Saturday, November 17, 2012

The End of the Twinkie

I had my last Twinkie a couple of years ago for Twinkie Day -- April of 2010. The funny thing, I wrote then, is that I remember thinking they were new when I first ate them as an elementary school child. That was long after 1930 when they were invented. Actually, I liked them. So after twinkieless years, I bought a package of 10 individually wrapped Twinkies. Despite the mile-long list of industrial ingredients, it tasted pretty good (the second helping, not so much).

And now there will be no more Twinkies. The newspapers are full of reports on the final dissolution of Hostess Brands -- the Washington Post even wrote an obituary: "A eulogy for the humble Hostess Twinkie." People are stocking up on them, though the recipe and process may be sold as part of the defunct corporation's assets, and thus the Twinkie may rise again.

I read a book about Twinkies once. Here's a selection from my report, also from 2010:

Twinkie, Deconstructed: My Journey to Discover How the Ingredients Found in Processed Foods Are Grown, Mined (Yes, Mined), and Manipulated into What America Eats

"Twinkies' buttery flavor provides the richness we expect from cake and likely also helps to mask their oiliness. Since due to cost and rancidity issues there's no room in a packaged cake like Twinkies for fresh butter, artificial butter is the answer. ... The most surprising thing about it is that it really stinks." In fact, we learn, many flavor chemicals smell "positively awful." Even natural flavors like vanilla have so many different flavor elements that some of them have unappealing notes, at least to some people.

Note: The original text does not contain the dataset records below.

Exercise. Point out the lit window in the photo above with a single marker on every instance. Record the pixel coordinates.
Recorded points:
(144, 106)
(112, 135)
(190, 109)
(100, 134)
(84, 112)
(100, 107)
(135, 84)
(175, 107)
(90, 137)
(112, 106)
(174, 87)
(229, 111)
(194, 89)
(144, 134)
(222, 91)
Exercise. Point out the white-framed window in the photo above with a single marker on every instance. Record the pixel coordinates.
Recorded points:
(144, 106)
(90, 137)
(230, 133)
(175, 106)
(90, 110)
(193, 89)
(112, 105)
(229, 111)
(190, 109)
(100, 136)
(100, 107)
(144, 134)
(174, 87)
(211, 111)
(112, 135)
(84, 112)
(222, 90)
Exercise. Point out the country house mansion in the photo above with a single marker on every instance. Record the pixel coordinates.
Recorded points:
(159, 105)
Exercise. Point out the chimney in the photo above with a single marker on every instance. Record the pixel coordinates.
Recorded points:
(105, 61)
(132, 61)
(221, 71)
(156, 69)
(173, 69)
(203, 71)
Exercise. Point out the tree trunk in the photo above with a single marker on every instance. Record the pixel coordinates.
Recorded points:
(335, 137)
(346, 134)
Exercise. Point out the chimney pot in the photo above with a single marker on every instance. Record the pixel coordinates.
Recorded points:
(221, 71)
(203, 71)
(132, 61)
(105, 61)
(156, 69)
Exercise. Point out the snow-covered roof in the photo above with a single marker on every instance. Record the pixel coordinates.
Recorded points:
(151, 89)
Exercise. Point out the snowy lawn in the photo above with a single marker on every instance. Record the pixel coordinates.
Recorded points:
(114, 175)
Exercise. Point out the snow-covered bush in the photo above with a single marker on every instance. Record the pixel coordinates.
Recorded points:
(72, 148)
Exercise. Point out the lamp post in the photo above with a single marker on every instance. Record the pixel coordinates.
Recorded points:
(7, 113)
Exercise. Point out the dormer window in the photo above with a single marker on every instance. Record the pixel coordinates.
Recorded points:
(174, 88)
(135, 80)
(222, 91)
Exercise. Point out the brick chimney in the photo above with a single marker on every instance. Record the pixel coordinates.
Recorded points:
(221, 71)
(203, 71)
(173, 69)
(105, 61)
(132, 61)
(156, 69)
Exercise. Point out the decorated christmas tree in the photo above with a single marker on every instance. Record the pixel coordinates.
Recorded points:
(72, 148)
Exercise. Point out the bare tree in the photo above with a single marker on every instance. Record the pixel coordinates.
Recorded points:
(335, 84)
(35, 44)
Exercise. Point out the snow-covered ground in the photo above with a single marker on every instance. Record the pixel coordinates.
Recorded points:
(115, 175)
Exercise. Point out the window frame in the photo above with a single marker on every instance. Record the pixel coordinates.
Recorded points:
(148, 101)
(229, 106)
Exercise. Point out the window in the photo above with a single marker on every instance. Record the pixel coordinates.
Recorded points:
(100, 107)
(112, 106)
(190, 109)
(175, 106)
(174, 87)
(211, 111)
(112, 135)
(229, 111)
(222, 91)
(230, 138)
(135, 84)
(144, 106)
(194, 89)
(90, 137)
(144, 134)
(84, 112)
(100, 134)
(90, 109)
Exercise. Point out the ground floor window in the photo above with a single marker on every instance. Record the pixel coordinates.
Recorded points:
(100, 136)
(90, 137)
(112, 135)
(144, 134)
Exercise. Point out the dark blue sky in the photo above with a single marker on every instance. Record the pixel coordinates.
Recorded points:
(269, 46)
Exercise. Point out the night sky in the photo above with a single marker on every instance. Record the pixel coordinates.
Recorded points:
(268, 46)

"Memory is also important to taste.... When we eat a favorite snack cake, we expect it to taste exactly as we remember from last time, or from childhood." And we expect it to feel the same. In Twinkie Deconstructed, author Steve Ettlinger provides an ingredient-by-ingredient analysis of just how Twinkies are put together: the flavors of sugar, vanilla, and butter; the texture of filling and cake; and the way the cake stays dry and the filling stays creamy. I sort of reacted to this when I took a bite of the Twinkie, but I could also detect some of the chemical notes in its composition.

In all Ettlinger counted 39 ingredients listed on the package of Twinkies a few years ago. He points out that the recipe subtly changes over time -- my Twinkie box was indeed just a bit different, but of course sugary-buttery cake and creamy vanilla filling predominate. Two of the three main flavors, vanilla and butter, are present only in artificial form, and another expected component, eggs, is mainly there as artificial stabilizers, with maybe 1/500 of a real egg in each Twinkie.

I decided to buy a copy of Twinkie Deconstructed when I celebrated Twinkie Day as I described above. I found the book quite fascinating. I liked the description of each ingredient's function in creating taste or texture in the baking process, the history of the product or the story of its invention, and the descriptions of how each one is made.

In his quest to deconstruct the Twinkie, the author visited the manufacturing plants where most of them are milled, refined, mined (yes, chemical leavening comes from mines), assembled or derived (mostly from petroleum), and often secretly manufactured (as in the case of vitamins). His sense of panic when deep down in a soda mine was especially memorable. His text lists of other processed foods that use each of the components, especially the artificial ones. Even flour, the least processed ingredient, is a pretty highly processed substance. Did you know that some of the fat in Twinkies is from beef? Me neither. Wow!

1 comment:

  1. And what about Wonder Bread? Twinkies may be sui generis, but I'd guess that there are other brands of equivalent white bread.